Same harnesses in a single-seater? Absolute nightmare. Impossible to get them synched down tight without two people helping either side of the car with their feet on the buckle pulling like crap on the lap belt adjusters. Much the same with the shoulder belts. Not enough elbow room in the cockpit to do it yourself, and you'd never get the buckle done up if you tried to adjust first.
I've had Scroth harnesses in a '5 with Corbeau clubmans (terrible, terrible seat - just don't) and that was workable but not great. You soon learned to keep the door open (but not too open, else you wouldn't be able to reach it) after getting in so that you had the elbow room to do the (pull up) lap straps. Wheel/stalks and gears/handbrake you could reach, but nothing else. No chance of doing the roof without undoing the belts, and if you dropped your change on the floor that game over.
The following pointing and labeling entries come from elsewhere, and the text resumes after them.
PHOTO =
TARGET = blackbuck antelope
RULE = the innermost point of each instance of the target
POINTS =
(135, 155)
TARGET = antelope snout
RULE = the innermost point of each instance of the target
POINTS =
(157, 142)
***The Scroth harnesses *are* leagues ahead of anything else I've tried in the adjuster department, but that doesn't diminish the rest of the 4-pointer faff ***
Best belts ever were in an old Rover 800. Inertia-reel 3-point belts, but if you would them out all the way before putting them on it would engage the ratchet. So as they reeled in they wouldn't then come back out again, unless you undid the buckle and reeled the belt completely in. Quick to put on (click it in, pull the belt out, let it reel back in, then snych it tight) but kept you nailed in place. Mostly the tight lap strap that did it - you could slighter out from the shoulder strap to grab things in the cockpit if needs be, then slide back into the belt. Or just click it off, do what you needed to, then set it again in no time.
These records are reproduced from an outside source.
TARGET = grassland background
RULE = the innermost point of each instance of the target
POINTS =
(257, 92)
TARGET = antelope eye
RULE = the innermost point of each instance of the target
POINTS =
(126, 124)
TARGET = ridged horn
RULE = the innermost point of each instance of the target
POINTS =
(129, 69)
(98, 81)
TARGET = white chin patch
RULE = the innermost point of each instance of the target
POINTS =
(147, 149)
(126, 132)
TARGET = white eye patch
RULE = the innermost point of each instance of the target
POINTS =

The lock-off jobbie you can get on ebay for inertia-reel belts are a similar way of achieving the same thing.
Some 4-point harnesses with automatic synch-down would be mega. Get it, press the lap button to synch the lap belt down, then press the shoulder button to synch the shoulder belts in, with a temporary "release" button for the shoulder belts so that you could grab things from the cockpit. Easy enough to design/manufacture, but getting those past the safety nazis is a no-go. (too small a volume to pay for the testing)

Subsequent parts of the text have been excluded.